Combining EAP, MSCHAP and LDAP

David Hartburn D.J.Hartburn at kent.ac.uk
Mon Dec 9 09:45:57 CET 2013


Hi,

Can anyone help advise if FreeRADIUS is suitable without any other 
changes to the existing infrastructure at my institution? If so, any 
advice on the best way to implement would be appreciated.

I am looking at options for replacing MS NPS with basically something 
better that works and is debuggable. FreeRadius looks the best option.

Our setup is a little complicated. Wireless users authenticate with EAP 
type PEAP, the inner authentication being done via MSCHAPv2. At the 
backend, we have a *nix based LDAP server with a particular attribute 
set for if a user is permitted to access the wireless network. Passwords 
are stored in an encrypted format. When a user binds, they can not see 
the resource attribute saying if they are permitted to use wireless. The 
LDAP information is pushed into active directory, where a wireless user 
group is created and populated by those who have the wireless flag set. 
Currently NPS authenticates against AD and checks this group.

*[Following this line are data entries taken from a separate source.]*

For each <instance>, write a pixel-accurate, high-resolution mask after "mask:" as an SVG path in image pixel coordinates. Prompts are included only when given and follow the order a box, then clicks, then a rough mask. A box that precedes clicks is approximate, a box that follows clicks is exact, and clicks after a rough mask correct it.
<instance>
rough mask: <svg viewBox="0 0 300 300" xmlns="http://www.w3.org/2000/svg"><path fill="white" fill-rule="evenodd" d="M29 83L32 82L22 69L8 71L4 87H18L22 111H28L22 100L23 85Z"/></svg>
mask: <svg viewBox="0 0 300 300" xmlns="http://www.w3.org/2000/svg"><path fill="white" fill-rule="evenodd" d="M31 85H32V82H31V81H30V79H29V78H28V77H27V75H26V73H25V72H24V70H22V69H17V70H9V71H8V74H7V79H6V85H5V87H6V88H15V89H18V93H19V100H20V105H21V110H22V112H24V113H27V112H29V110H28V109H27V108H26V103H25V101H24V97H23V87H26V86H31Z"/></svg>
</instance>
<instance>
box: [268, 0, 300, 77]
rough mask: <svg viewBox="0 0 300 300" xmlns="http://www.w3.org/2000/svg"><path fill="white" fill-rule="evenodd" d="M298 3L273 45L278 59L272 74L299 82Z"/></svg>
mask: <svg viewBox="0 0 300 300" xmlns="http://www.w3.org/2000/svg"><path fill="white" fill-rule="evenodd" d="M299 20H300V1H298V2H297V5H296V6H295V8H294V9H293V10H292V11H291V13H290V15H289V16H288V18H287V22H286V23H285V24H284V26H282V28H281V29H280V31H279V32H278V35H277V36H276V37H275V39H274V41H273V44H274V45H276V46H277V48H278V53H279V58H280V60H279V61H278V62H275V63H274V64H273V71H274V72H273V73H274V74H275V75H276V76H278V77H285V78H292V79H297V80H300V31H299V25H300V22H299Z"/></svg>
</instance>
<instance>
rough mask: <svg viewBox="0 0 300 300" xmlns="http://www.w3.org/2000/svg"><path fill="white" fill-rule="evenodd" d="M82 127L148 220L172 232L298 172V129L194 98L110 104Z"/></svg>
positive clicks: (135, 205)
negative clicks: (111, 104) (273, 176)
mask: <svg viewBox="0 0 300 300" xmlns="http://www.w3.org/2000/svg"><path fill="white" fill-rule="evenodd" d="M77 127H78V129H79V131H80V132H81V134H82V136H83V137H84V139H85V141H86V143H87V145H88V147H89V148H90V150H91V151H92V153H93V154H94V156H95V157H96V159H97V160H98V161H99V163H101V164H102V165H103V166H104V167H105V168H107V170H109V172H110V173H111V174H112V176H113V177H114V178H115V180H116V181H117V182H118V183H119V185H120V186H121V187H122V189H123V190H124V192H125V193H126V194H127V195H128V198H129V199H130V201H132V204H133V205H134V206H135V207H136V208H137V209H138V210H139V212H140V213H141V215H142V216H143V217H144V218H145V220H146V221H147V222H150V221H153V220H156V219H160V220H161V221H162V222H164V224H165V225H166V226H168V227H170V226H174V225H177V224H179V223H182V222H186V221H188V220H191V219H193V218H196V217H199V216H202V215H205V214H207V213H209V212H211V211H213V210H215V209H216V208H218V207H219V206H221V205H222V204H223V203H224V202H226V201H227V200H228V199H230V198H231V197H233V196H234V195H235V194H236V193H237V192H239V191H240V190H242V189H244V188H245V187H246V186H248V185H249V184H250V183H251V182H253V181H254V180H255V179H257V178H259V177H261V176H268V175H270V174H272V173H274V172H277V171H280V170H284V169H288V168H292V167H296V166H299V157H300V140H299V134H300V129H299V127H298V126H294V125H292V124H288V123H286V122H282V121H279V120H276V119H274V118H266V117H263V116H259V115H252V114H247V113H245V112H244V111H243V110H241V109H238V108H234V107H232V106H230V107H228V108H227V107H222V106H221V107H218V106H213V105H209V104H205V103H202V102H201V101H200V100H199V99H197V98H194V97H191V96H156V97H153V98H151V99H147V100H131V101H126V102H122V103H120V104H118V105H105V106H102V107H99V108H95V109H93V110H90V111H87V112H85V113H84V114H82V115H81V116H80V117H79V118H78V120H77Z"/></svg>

My preference would be to leave any windows stuff out of the equation.

I followed a couple of online guides and have had FreeRadius 
successfully authenticate users against AD, however I then found 
something saying if I wanted to check groups I would have to use LDAP.

Following the information in the Dirk van der Walt book, it states that 
you can bind to LDAP as a user but are limited to PAP authentication or 
you can read the userPassword attribute which must be plain text if 
MSCHAP is needed. Neither sounds suitable for what I need.

Is it possible for FreeRadius to use EAP, MSCHAP, check a LDAP attribute 
and an encrypted password?

As the password is encrypted and of little use, our LDAP expert 
suggested that we bind using a system account to check the account 
exists and has rights for wireless (I have this bit working), then to 
authenticate a bind is made as the user. Does this sound reasonable?

Would binding to the AD server as an LDAP server offer any better avenue?

As this is currently a proof-of-concept lab exercise, we do not want to 
make any changes to our existing infrastructure if possible. If that is 
required, giving users permission to see their wireless attribute in 
LDAP seems like the least painful.

Sorry for the rambling posts, I'm in the newbie situation of being faced 
with many paths open to me, and not really knowing the best one to take.